J Investig Med. 2010 Aug;58(6):786-90. doi: 10.231/JIM.0b013e3181e8019d.
We assessed the correlation between intima-media thickness (IMT) and stiffness and test whether they are independent risk factors for atherosclerotic diseases.
We enrolled 2333 participants from the general population. Among the study subjects, 197 subjects had a history of stroke or myocardial infarction (MI) and were treated as patients, and the rest were the control subjects. Intima-media thickness was measured at the common carotid artery (CCA), bifurcation, and internal carotid artery. Three parameters (arterial stiffness [beta], elastic modulus, and pulse wave velocity) were measured for carotid stiffness. Correlation between IMT and stiffness was first calculated. Multivariate regression model was used to evaluate whether inclusion of both IMT and stiffness can increase the prediction of cardiovascular events.

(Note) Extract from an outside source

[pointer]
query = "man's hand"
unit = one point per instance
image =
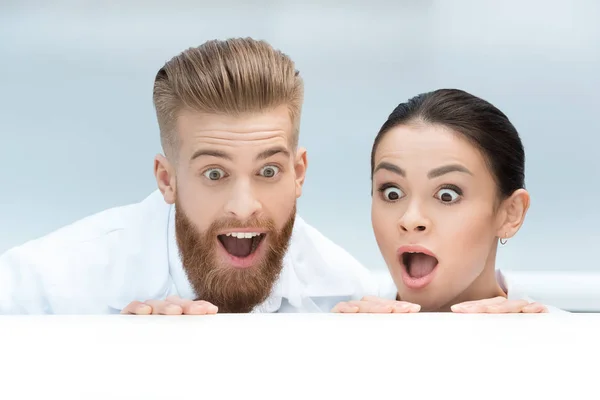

Only CCA and bifurcation IMTs were significantly and positively correlated with stiffness. After adjusting for age and sex, the correlations were substantially attenuated. Common carotid artery IMT was most significantly associated with stroke and MI (P = 2.6 x 10) followed by bifurcation IMT (P = 5.5 x 10), and internal carotid artery IMT was least significant (P = 0.02). For stiffness, beta was most significant (P = 3.6 x 10) for stroke and MI, followed by elastic modulus (P = 1.1 x 10) and pulse wave velocity (P = 6.8 x 10). The best model for the combined effect was from beta (P < 0.03) and CCA (P = 0.056) or bifurcation IMT (P = 0.057).
Carotid IMT and stiffness represent different properties of atherosclerotic vessel wall. Measuring both traits provides a better characterization of atherosclerosis.
我们评估了内-中膜厚度(IMT)和僵硬度之间的相关性,并检验它们是否为动脉粥样硬化疾病的独立危险因素。
我们从一般人群中招募了 2333 名参与者。在研究对象中,有 197 名患有中风或心肌梗死(MI)病史的患者被视为患者,其余为对照组。在颈总动脉(CCA)、分叉和颈内动脉处测量内-中膜厚度。测量颈动脉僵硬度的三个参数(动脉僵硬度[β]、弹性模量和脉搏波速度)。首先计算 IMT 与僵硬度之间的相关性。采用多变量回归模型评价同时包含 IMT 和僵硬度是否能提高心血管事件的预测能力。
仅 CCA 和分叉处 IMT 与僵硬度显著正相关。在校正年龄和性别后,相关性明显减弱。CCA IMT 与中风和 MI 相关性最强(P = 2.6 x 10),其次是分叉处 IMT(P = 5.5 x 10),颈内动脉 IMT 相关性最弱(P = 0.02)。对于僵硬度,β与中风和 MI 相关性最强(P = 3.6 x 10),其次是弹性模量(P = 1.1 x 10)和脉搏波速度(P = 6.8 x 10)。联合效应的最佳模型来自β(P < 0.03)和 CCA(P = 0.056)或分叉处 IMT(P = 0.057)。
颈动脉 IMT 和僵硬度代表了动脉粥样硬化血管壁的不同特性。同时测量这两个特征可以更好地描述动脉粥样硬化。